Analysis and Mining of Arabic Comparative Sentences: A Literature Review

Document Type : Original Article


Computer Science, Faculty of Computers and Information, Menoufia University


There are huge Arabic comparative sentences that are generated daily on various social media. These comparative sentences need to be analyzed and mined for different purposes such as service and product reviews. In general, analysis and mining of Arabic text is a big challenge due to the limitations inherited in the Arabic language. Moreover, there are currently no standard datasets for Arabic comparative sentences.

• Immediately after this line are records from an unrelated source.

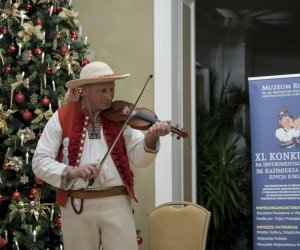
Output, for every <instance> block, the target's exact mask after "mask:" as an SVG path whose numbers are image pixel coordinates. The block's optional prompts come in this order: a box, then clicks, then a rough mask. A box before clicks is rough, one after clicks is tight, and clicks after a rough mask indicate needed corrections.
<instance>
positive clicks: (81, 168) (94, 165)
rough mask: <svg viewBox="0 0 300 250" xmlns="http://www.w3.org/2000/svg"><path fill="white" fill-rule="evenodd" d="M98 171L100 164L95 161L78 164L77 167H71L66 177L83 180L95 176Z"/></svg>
mask: <svg viewBox="0 0 300 250" xmlns="http://www.w3.org/2000/svg"><path fill="white" fill-rule="evenodd" d="M99 171H100V166H99V164H97V163H87V164H83V165H80V166H79V167H78V168H72V169H71V170H70V171H69V173H68V179H69V180H72V179H76V178H82V179H84V180H85V181H88V180H90V179H91V178H93V177H94V176H97V175H98V173H99Z"/></svg>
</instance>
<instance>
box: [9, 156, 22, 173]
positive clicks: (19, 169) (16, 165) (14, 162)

This paper provides a background on the different steps required to analyze and mine an Arabic comparative sentence. These steps include the identification of the Arabic comparative sentence, the identification of the sentence type, and finally the extraction of a relation together with a preferred entity. The paper also provides a literature review of current research work applied in this research field. This includes a classification of the various techniques leveraged in this field including three main categories namely: linguistic, machine learning and deep learning approaches. Finally, the paper provides insights on current limitations and future research challenges in this field. To the best of our knowledge, this is the first research paper that provides a dedicated literature review about the analysis and mining of Arabic comparative sentences. This review discusses the specific analysis of Arabic comparative sentences not the general Arabic sentiment analysis. It is noted that this analysis is a subset of the Arabic sentiment analysis field which does not focus on identifying the sentiment of an Arabic sentence, however, it focuses on identifying and analyzing an Arabic comparative sentence and its components.